The $47,000 2020 Kia Telluride we tested was a fully decked version of the new large-format three-row top-of-the-line SUV from the brand that once gave us the modest Sephia sedan and cheeky Sportage compact SUV when they first arrived in the US.

The Telluride is the largest SUV yet from the Korean brand who has seriously been on fire in the last decade, offering a full line of cars that have won the hearts of car buyers and journalists alike including myself. They’ve been a brand who really has it going on when it comes to design, quality and the ability to hit the market just right.

In this case we have a vehicle with a brawny avant garde swagger that elbows up to the vibe of heavy hitters like Range Rover and BMW with its presentation. It looks and feels positively huge and has the swank to get the attention of even the more ardent of car guys out there. In our week with it, we got lots of inquiries from passers by. Anecdotally, it has a lot of interest.

Inside you have sweeping lines and feature packed goodness when it comes to line-items on the window sticker regardless of what trim you get from the base grade LX to the fully decked SX we tested with all of it.

Like most Kias the interior is mostly well designed with decent materials and switchgear that reads well and feels a higher grade than it is when it comes to price. This is not to say however that we have equality to a Range Rover or BMW. In a relative sense this is still mainstream Bargainville with fake wood and lots of hard plastics.

It is however very functional and livable with a lot of space and versatility you’ll find appealing if you’re comparing it to many rivals.

It’s when you drive it that a few important things come to light.

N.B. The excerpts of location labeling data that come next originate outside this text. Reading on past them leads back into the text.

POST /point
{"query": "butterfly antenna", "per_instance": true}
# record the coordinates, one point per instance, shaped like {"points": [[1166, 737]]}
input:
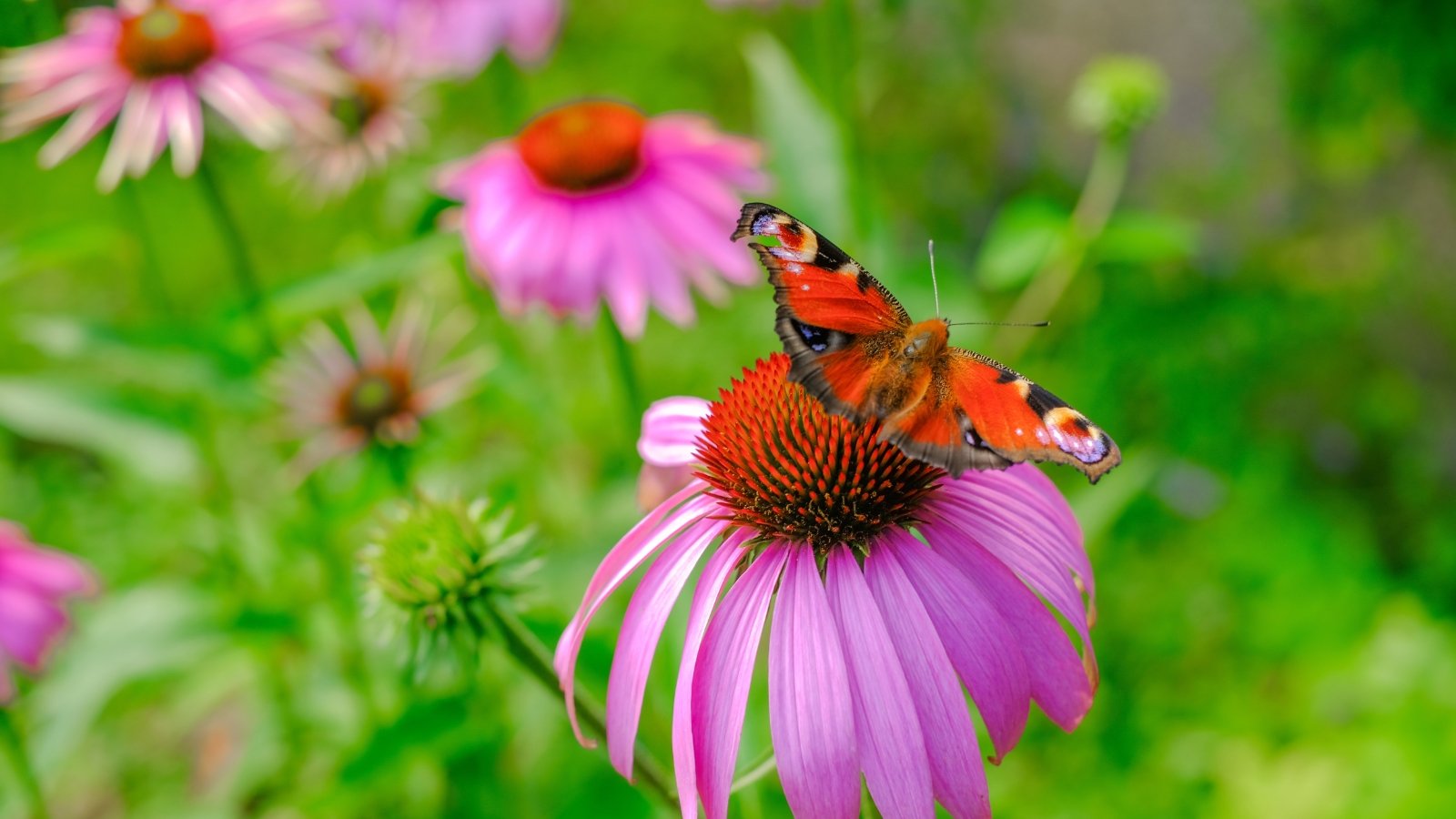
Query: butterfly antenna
{"points": [[935, 286], [1001, 324]]}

This is a front-wheel drive based crossover with a transverse V6 engine, not the broad shouldered truck-framed SUV it appears to be. This is a car for all intents, scaled up and made tall – and it drives like one.

In fact, our driving impression takeaways don’t at all fit with the image and expectations of a full-size SUV. Its large 20-inch wheels and car-grade suspension crash over potholes and speed bumps in a way that’s jarring and unrefined. It floats and wallows at speed, lacking the kind of damper control you would want in a vehicle weighing in at nearly 4500 pounds.

Road noise is high and the body structure doesn’t feel all that solid, flexing and creaking even around town. It really feels like they didn’t spend as much time engineering a robust and refined chassis as they did making sure it had all the infotainment bells and whistles. Basically, it drives like a big tall bloated car with not enough backbone.

Power too is a disappointment. Its oldish 3.8-liter V6 and 8-speed transmission while reasonably well numbered at 291 horsepower lacks the torque at only 262 pound-feet you need to move the Telluride off the line, especially when loaded down.

The engine and transmission were relatively noisy and not in a good way. It was thirsty. While rated at 19 city, 24 highway and 21 combined, we struggled to reach 17 mpg average in our week. Top it all off with an annoying idle start stop system and I just wasn’t that impressed with its driving experience.

My bottom line is that with all its swank and rolling large character it just isn’t backed up by substance and driving character. I liken it to that designer pair of sunglasses that are fashionable and expensive in which a lesser priced knock-off can be had at the discount store. I looks almost like the real thing but just isn’t.